For more information see Eugene R. Moutoux's web site.


Timothy said...

another was none other than.....Marcel Proust from Grammar Girl....
"It’s from his masterpiece, À la recherche du temps perdu (Remembrance of Things Past, also translated as In Search of Lost Time), and it starts thus: “Their honor precarious, their liberty provisional, lasting only until the discovery of their crime; their position unstable....” Blah, blah, blah. I’ve examined it numerous times over the last two decades, but I’ve yet to finish wading through all 958 words. At 150 words longer than this entire column, the sentence is just unreadable. Believe me, I’ve tried to stick with it till the end, but it’s impossible."

Elizabeth said...

I love your sentence diagram! Wow! You are lucky that you learned how to diagram sentences in school. Public schools don't teach diagramming anymore, but a few private schools do.

After using sentence diagramming with my students for a few years, I found that it was so beneficial, I started a website devoted to diagramming sentences.

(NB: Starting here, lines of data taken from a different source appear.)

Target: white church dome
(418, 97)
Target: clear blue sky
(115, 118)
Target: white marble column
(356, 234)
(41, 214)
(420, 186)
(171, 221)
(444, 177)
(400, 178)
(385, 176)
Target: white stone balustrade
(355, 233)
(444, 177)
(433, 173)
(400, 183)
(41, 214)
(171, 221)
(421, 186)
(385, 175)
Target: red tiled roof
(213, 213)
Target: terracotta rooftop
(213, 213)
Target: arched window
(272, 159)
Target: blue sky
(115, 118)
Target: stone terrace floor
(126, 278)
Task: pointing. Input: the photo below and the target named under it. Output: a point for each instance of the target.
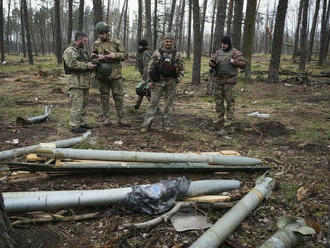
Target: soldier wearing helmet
(165, 71)
(109, 52)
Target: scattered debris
(14, 141)
(184, 222)
(46, 217)
(292, 230)
(41, 118)
(118, 142)
(257, 114)
(227, 223)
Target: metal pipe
(290, 235)
(147, 156)
(46, 200)
(135, 167)
(7, 154)
(22, 121)
(227, 223)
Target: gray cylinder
(147, 156)
(47, 200)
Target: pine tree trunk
(7, 233)
(181, 24)
(69, 37)
(189, 30)
(2, 52)
(312, 33)
(148, 22)
(170, 18)
(230, 16)
(22, 31)
(212, 27)
(303, 39)
(81, 16)
(27, 31)
(249, 26)
(140, 14)
(274, 65)
(220, 23)
(155, 25)
(58, 36)
(296, 37)
(197, 44)
(237, 24)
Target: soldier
(165, 71)
(225, 62)
(143, 57)
(109, 52)
(78, 68)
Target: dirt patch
(264, 129)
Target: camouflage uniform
(166, 85)
(114, 81)
(225, 80)
(78, 81)
(143, 58)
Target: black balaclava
(226, 40)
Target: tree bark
(274, 64)
(27, 31)
(170, 18)
(220, 23)
(69, 35)
(312, 34)
(181, 24)
(58, 36)
(7, 233)
(189, 30)
(155, 25)
(212, 27)
(81, 15)
(237, 25)
(22, 31)
(296, 37)
(148, 21)
(303, 39)
(197, 44)
(249, 26)
(2, 52)
(140, 14)
(8, 27)
(230, 16)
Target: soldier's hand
(110, 55)
(101, 57)
(91, 66)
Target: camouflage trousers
(78, 98)
(168, 88)
(222, 93)
(115, 85)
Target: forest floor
(294, 141)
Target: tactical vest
(168, 65)
(223, 63)
(83, 57)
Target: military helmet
(168, 36)
(102, 28)
(103, 70)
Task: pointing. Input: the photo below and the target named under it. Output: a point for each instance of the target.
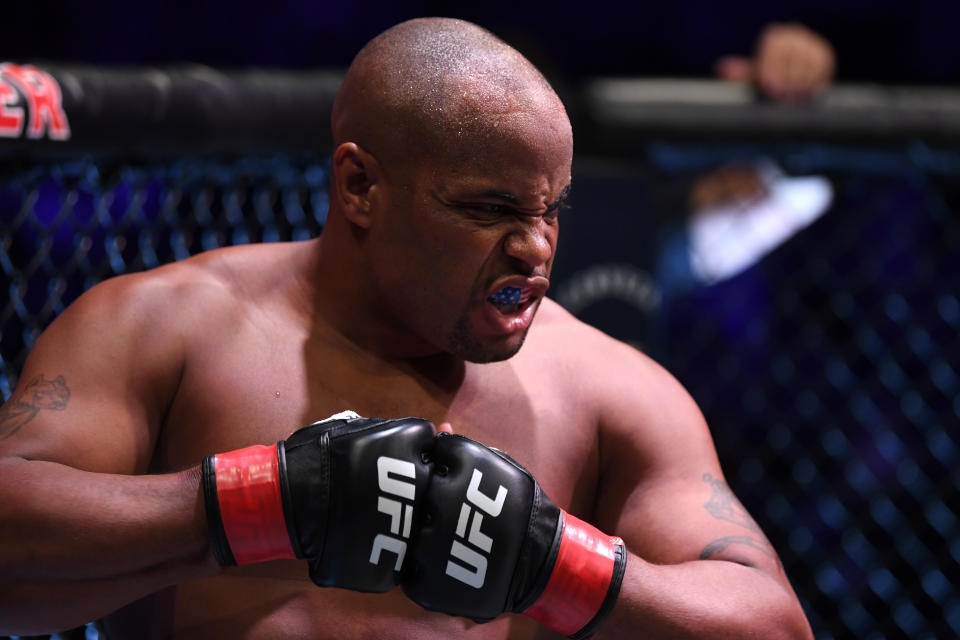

It's called English Grammar Revolution. If you are interested, check it out.


Mercury said...


I should be flattered but I did not do the Hawthorn sentence diagram. It came from Eugene R. Moutoux's web site. I am certain that I would fail to construct such a complicated structure. Sentence diagramming is very cool and quite logical and I doubt that it is taught anymore. I honestly believe that it would assist people in better writing skills.